The cache step is important here. It keys on a hash of your prompt, tests, and config files, so identical test cases are served from cache rather than hitting the API again. Combined with --retry-errors, this means the only tests that ever make a live API call on a retry are the ones that genuinely errored — not the ones that were already cached from a previous run.

One small detail: --no-progress-bar and --no-table are added to both eval steps because the progress bar and table use special characters that produce noisy output in CI logs.
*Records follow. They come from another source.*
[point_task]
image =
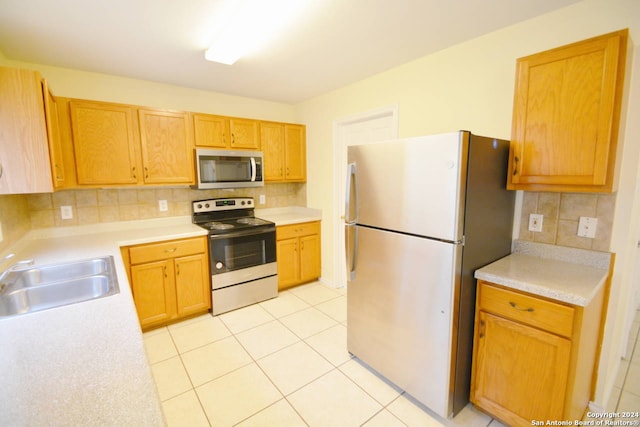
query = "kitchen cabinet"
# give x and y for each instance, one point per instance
(166, 140)
(25, 163)
(117, 144)
(106, 143)
(566, 116)
(284, 147)
(244, 134)
(533, 358)
(298, 253)
(169, 280)
(211, 131)
(54, 137)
They have no effect on results.

Knowing What Was Skipped

If you followed the previous post on extension hooks, the hooks.js file in this demo is already doing something useful beyond the summary report. The beforeEach hook stamps a run_id onto every test as it starts, and the afterEach hook logs each result immediately after it completes:

                
if (hookName === 'beforeEach') {
  context.test.vars.run_id = `run_${Date.now()}`;
  return context;
}

if (hookName === 'afterEach') {
  const desc = context.test.description ?? 'unnamed';
  const elapsed = Date.now() - (testStartTimes[desc] ?? Date.now());
  const status = context.result.success ? '✓ PASS' : '✗ FAIL';
  console.log(`[hooks] ${status} | ${desc} | ${elapsed}ms`);
}

When you run --resume, this logging makes the skipped tests immediately visible. The terminal stays silent for every completed test and only starts printing once promptfoo reaches the first uncompleted one. In a suite of 50 or 100 tests that is a quick sanity check that resume picked up in the right place, without having to open the web UI or inspect the eval ID.

The run_id variable serves a subtler purpose. Because it is stamped fresh on every test that actually executes, tests that were skipped on resume will have a different run_id prefix than tests that ran in the original session. If you are writing results to an external system in afterEach, that distinction lets you tag which session produced each result without any extra bookkeeping.

Conclusion

A flaky network or a CI timeout used to mean restarting your entire eval suite from scratch and absorbing the full API cost again. With --resume and --retry-errors, neither of those things needs to happen. Interrupted runs pick up exactly where they stopped, transient errors get a second chance without touching results that are already good, and your CI pipeline stays green for the right reasons.

If you want to go deeper on controlling the evaluation lifecycle, the extension hooks post covers how to inject test cases at runtime, enforce quality gates, and push results to external systems. The full code for this demo is on our GitHub page and the official CLI reference can be found here.